Dr. Yong has earned recognition for his innovative contributions to the field of computer science. Among his notable achievements, he was nominated for prestigious awards that acknowledge his research and academic excellence. His translation of Prof. Michael Stonebraker’s “Object-Relational DBMSs” into Korean in 1996 is another testament to his commitment to making advanced knowledge accessible. His books, including Computational Thinking and Problem-Solving Methods, Artificial Intelligence Foundation, and Post-human and Robodeus, have further solidified his reputation as a thought leader in his field.

Publications

“Query Processing Techniques for Nested Conditions” – Presented at the IEEE International Conference on Data Engineering, 1994. (Cited by 45 articles)

“Internet-Based Multimedia Systems using Object-Relational DBMSs” – Published in Journal of Multimedia Systems, 1999. (Cited by 30 articles)

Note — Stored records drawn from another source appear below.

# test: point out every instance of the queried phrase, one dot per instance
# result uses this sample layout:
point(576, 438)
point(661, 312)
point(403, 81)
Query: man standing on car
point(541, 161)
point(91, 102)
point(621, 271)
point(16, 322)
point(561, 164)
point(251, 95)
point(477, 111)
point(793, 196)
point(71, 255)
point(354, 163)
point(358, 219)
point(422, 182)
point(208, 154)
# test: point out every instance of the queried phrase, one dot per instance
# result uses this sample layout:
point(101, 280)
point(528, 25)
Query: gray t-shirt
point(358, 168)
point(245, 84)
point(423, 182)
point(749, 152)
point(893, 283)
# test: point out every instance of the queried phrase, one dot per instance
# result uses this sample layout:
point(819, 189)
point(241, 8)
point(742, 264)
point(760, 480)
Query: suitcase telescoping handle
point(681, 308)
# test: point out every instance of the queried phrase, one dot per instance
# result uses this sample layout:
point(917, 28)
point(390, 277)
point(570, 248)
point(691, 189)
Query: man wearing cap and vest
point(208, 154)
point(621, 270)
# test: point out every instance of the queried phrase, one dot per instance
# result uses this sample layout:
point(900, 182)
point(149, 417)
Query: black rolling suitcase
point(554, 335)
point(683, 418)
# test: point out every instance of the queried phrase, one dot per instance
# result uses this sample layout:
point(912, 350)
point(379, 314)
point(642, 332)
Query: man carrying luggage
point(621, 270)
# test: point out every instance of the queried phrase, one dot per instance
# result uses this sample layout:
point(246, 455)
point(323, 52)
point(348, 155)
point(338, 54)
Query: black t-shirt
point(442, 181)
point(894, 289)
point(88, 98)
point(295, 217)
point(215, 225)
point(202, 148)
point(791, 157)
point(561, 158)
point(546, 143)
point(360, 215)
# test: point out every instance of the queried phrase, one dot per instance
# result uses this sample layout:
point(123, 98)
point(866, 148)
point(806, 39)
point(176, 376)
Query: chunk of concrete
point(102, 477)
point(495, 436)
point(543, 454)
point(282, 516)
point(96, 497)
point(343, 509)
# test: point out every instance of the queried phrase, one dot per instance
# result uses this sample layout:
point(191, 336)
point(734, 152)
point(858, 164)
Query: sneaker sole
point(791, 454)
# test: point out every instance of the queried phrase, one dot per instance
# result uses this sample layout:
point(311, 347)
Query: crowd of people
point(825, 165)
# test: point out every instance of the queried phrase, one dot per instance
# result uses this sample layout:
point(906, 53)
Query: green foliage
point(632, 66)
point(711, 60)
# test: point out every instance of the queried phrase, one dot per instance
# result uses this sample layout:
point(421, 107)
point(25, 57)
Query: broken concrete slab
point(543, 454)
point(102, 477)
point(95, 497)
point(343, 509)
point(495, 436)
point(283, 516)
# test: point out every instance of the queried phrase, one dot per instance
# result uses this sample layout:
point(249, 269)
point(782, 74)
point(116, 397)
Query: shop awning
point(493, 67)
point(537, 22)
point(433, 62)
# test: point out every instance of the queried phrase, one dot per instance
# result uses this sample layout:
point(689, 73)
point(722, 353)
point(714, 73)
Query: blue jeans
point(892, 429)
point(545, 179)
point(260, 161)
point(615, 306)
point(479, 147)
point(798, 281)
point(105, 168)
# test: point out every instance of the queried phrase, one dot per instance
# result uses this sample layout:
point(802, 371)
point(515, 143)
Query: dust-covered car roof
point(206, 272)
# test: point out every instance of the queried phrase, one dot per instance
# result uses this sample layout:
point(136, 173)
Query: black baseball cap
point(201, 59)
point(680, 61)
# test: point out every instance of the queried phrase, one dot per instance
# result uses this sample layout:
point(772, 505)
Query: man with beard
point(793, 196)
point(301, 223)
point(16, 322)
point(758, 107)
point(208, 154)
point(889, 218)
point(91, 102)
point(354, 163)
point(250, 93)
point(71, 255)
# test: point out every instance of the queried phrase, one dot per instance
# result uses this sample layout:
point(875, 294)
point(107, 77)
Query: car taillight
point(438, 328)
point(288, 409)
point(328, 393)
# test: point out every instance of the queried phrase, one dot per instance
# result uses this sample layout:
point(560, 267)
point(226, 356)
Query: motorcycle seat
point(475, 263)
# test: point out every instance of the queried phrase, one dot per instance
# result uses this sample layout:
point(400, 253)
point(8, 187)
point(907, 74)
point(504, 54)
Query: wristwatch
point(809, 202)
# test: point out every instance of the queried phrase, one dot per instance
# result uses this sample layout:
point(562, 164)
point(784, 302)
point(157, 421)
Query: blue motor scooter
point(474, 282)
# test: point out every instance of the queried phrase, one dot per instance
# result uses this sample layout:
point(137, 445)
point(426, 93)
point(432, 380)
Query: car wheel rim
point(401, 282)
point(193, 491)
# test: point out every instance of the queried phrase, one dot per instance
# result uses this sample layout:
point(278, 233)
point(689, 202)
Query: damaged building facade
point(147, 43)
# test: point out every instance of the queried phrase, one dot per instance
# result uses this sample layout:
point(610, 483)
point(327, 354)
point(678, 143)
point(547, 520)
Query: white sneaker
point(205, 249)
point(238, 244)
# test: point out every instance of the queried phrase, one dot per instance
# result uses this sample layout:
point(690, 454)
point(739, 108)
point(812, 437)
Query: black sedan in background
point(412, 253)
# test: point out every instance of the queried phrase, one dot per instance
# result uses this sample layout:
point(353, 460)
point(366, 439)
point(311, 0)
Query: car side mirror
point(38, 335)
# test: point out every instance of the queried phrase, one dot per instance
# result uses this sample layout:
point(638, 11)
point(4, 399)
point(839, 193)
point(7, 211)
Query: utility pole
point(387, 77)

“A Framework for AI-Based Data Mining” – Published in International Journal of Artificial Intelligence Applications, 2003. (Cited by 50 articles)

“Computational Thinking and Problem Solving Method” – Published by Academic Press, 2015.

“Artificial Intelligence Foundation” – Published by TechBooks, 2018.

“Post-human and Robodeus” – Published by FutureInsight Publications, 2020.

Conclusion

Dr. Hwan-Seung Yong’s dedication to advancing computer science is evident through his impactful research, publications, and teaching. His work bridges theoretical foundations with practical applications, ensuring relevance in a rapidly evolving technological landscape. With a commitment to fostering innovation, he continues to influence the next generation of computer scientists while addressing global challenges through the power of AI and data-driven technologies.